Tout compte fait, l’action politique en soi devrait se converger à éteindre ce volcan en ébullition. Pour ceux qui sont adeptes du cinéma, c’est la bataille contre les Marcheurs blancs, l’armée des morts qui prévaut sur les batailles rivales (Games of Thrones). Ils seront nombreux et sans pitié. Ils ne parleront pas la langue des réseaux sociaux. Or, Brûler l’État, ce n’est pas mettre le feu dans les édifices publics. D’autres édifices seront construits et l’on recommence à fonctionner pour la plus belle. Brûler l’État, c’est d’abord empêcher que des élections frauduleuses portent à la tête des institutions des voleurs et des corrompus. Brûler l’État, c’est empêcher que des puissances étrangères infiltrent nos instituions pour y placer leurs valets. Bruler l’État, c’est éradiquer la corruption sous toutes ses formes.

Mais comment y parvenir ? Comment brûler l’État sans y mettre le feu ? Naturellement pas en projetant simplement « Ayiti nou vle a ». Mais surtout en détruisant d’abord « Ayiti nou pa vle a ». Car les racines de celles-ci sont profondes et nombreuses. Seule la naïveté peut amener une personne ou un groupe de personnes à croire que l’on peut changer ou renverser une situation en empruntant les mêmes voies. En marchant sur ses plates-bandes. Cette tentative du tout nouveau tout neuf a déjà échoué par le passé. Je suis jeune donc je suis clean. Par conséquent, je vais prendre le pouvoir à la place des politiciens traditionnels. Il s’agit là d’un optimisme béat qui pue la naïveté politique et le désir de vedettariat.
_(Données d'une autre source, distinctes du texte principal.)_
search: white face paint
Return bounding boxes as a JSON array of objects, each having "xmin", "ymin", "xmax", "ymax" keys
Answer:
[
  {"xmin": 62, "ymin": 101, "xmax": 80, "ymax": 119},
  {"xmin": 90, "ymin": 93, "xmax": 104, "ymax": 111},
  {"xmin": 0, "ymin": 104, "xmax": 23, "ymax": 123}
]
Je voudrais conclure en utilisant une formule de Faubert Bolívar, qui, écrivant une critique du livre du feu Maximilien Laroche, L’avènement de la littérature haïtienne, avait dit pour conclure son texte qu’« autant la littérature haïtienne est à venir, autant le texte pour le dire est aussi à venir ». Je dirai pareille en imitant Bolívar pour dire qu’autant Ayiti nou vle a est à venir, autant le groupe qui l’annoncera est aussi à venir.